Some organisations have a dozen or more different handheld devices, so any investment is an ideal opportunity to standardise on one type of system from warehouse to store shelf. This will help you limit the number of supplier contracts, while reducing costs. It is also advisable to select a voice picking system that enables you to get the most out of your existing investments but also allows you to take advantage of new processes and retail best practices. For example, adding RFID, traceability functions or any new process should be simple.

Businesses also need to consider the users of this technology.

With dedicated voice systems, operators can get fatigued, which can result in errors when using the same system eight to ten hours a day. A PDA system provides different ways to work (screen/voice) and operators are more engaged. This ensures productivity gains are maintained over time. It is important that businesses look for a system that does not require a great deal of training. A good system should be useable by any operator straight out of the box. In a typical warehouse or distribution centre this will help reduce costs associated with seasonal/temporary help training.

Organisations should not be afraid to ask potential vendors to develop a detailed ROI report based on your warehouse and specific requirements. And before you buy a system, be sure to diligently check each vendor's references.
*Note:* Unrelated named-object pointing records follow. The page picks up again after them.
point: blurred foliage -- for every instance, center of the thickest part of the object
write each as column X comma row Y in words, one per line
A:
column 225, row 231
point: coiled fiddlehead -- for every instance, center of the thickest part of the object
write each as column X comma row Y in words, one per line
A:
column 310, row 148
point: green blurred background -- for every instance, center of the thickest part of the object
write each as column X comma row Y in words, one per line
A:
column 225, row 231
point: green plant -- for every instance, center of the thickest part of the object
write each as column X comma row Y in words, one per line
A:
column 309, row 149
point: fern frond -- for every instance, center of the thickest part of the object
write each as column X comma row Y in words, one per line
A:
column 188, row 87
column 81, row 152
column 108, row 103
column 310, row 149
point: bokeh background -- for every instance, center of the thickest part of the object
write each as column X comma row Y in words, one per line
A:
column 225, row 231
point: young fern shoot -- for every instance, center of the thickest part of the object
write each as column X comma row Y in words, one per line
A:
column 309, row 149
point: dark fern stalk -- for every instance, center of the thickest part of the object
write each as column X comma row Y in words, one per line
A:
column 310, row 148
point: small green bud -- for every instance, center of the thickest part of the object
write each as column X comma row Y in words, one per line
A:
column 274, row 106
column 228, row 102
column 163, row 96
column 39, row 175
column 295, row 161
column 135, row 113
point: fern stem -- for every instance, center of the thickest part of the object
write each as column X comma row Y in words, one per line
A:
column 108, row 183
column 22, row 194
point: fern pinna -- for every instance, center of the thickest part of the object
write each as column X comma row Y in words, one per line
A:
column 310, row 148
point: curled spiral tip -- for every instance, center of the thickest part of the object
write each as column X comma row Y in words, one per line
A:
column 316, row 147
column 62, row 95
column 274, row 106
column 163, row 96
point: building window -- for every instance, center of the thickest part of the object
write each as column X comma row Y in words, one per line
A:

Find out what other customers they are working with. See if the system is in production and where? What does it do? How many operators does it service? Poundstretcher is one such retailer which is already reaping the rewards following the introduction of a PDA-based voice directed warehousing system. The system is used by 60 operatives across three shifts and integrates in real-time with the company's warehouse systems. This has given Poundstretcher visibility of stock levels across the warehouse and the status of any pick process.

This implementation has enabled Poundstretcher to run an automatic replenishment process, resulting in a faster turnaround in getting the right product out to its stores and on to its customers.With the retailer's previous paper based system it used to take around 40 minutes for a picker to pick an order, which meant problems were not flagged with a supervisor until the pick was completed. However, the new system allows replenishment to take place as soon as an 'out-of-stock' is flagged up on the PDA. Ultimately, this will allow Poundstretcher to cut costs and support efforts to run a tight, low cost operation so it can pass the best prices on to customers.

As companies look to the future, the issue of voice directed picking will grow in importance. Organisations that fail to see the benefits of implementing this technology can run the risk of putting their long term success on the line.